Ah THOSE Marant boots. The other day a girlfriend asked me about my ‘relationship’ with luxury fashion. Is it frustrating working for luxury prêt-à-porter fashion houses, where I’ve been educated around quality materials and sublime finishing touches? It led me to ask myself, “Am I fashion-frustrated?”
Okay so yes and no. Yes because let’s face it, if I had the money to by incredible clothes, I’d do it in a heartbeat…but no because it’s the empty bank account which keeps me creative and drives me to make the object of my desires myself (within the limits of my own skills of course!). Then I thought, alright, what if I found an envelope filled with cash on the floor right now, and I had to spend it all in less than hour, what would I buy? (Notice that I don’t imagine winning the lottery. Oh no, I think far less realistically than that…’find an envelope full of money’…God, I tire myself out just writing it!) Well, I told myself that if I could only choose one thing it would have to be a pair of Isabel Marant boots. Ahh but no! I could never ever wear a pair of shoes worth as much as the GDP of Mozambique…

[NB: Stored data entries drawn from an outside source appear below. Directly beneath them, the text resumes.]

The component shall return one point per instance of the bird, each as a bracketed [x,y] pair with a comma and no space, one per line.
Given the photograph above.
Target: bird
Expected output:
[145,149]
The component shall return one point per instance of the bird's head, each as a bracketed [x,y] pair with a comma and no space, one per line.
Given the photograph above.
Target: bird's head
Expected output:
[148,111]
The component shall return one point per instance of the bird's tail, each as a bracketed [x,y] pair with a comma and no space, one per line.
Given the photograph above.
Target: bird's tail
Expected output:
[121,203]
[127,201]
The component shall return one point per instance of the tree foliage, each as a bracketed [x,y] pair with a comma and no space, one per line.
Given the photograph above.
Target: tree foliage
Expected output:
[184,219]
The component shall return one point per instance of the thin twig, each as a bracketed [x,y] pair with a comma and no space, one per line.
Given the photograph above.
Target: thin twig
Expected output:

So yeah you could say it, my relationship with luxury fashion is pretty tumultuous and complicated. Anyways, that's why today I give you…MY Marant boots...and I think I get even more enjoyment out of wearing these than if I had the real deal. Without further ado, here are 24 simple steps to make my favourite DIY yet!

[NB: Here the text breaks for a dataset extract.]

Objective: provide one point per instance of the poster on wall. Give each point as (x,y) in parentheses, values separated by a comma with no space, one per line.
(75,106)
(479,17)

To make these boots you will need:
- -One pair of wedged boots. (Mine were from Mellow Yellow)
- -Template cuttings of leather and black gabardine (download the template pattern HERE)

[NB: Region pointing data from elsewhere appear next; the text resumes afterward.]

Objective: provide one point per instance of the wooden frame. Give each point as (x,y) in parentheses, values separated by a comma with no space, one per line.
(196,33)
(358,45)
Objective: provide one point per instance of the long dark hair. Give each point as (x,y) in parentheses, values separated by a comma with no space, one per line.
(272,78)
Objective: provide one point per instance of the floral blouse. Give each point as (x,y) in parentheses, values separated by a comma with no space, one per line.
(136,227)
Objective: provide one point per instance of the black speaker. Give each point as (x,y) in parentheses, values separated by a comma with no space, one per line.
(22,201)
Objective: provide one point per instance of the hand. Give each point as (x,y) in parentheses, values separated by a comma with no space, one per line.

- -2 pieces of elastic, each 6cm long
- - 20 strips of about 1m left over leather, available from perles d'or
- -Pins, black cord and leather needles (for both hand and sewing machine). I can’t stress enough it’s really not worth starting if you don’t have good equipment- needles and cord from fil 2000!
So, to start, cut the strips of leather into little fringes measuring about 12 cm each fig.2. To help, stick a band of double-sided sticky tape along the back part of one of the pieces of black gabardine, and put the fringes on the tape, letting them overlap a bit. You need to cover the length of the sticky tape fig 3, 4 & 5. Then sew it together using the sewing machine, making sure the machine is properly threaded with the leather needle and thread, fig 6. Take the Front leather piece and put it over the stitching of the fringing. The Front part should cover up the fringes by a few millimeters to hide the stitches fig 7. Sew the leather dead straight fig 8, so there is a blunt edge and an edge with a top-stitched seam on the outer part of the boot, the bit where the fringes are.
Pin the piece together to close up the boot, one edge against the other fig. 1. Do the same with the gabardine lining, fig 2, and then sew up the 2 parts. Open the pieces up at the seams and iron them, sliding them out, fig 3 & 4, (remind yourself of the technical terms here). Next, insert one part of the boot into the other, one edge against the other fig 4. Make sure the different points of the boot coincide with each other – heel, harness section etc, with the help of pins fig. 5. Then, on the Front part (indicated on the template) sandwich in the elastic and pin it together fig.6 – do the same on the other side fig 7. Sew them together, cutting slits into the curved bits, open out the corners, open the seams and smooth this over, fig. 8.
Re-insert the lining in the leather boot – fig. 1. Then to close up the boot, make two small folds around the whole circumference of the two parts, and fix one against the other with some pins fig. 2 & 3. Take a leather needle and the cord and sew around by hand, to fix the outside and the lining together fig. 4. Start again from the beginning for the second boot – you could do them at the same time if you want, hey, I’m easy, anything goes! fig. 5. Then put your boot into this leather ‘gaiter’ fig. 6, and hook them together with the help of the elastic, fig. 7. I know what you’re thinking…’but then we have to walk on the elastic?’ Yup…it’s really not that scary guys. I’ve been using mine for a week now, test-drive after test-drive…and still no sign of breaking! Anyway, if it does break I’ll just change the elastic…it’s a small detail!
And TA-DA! If you religiously follow all these steps you’ll see it’s really not so complicated!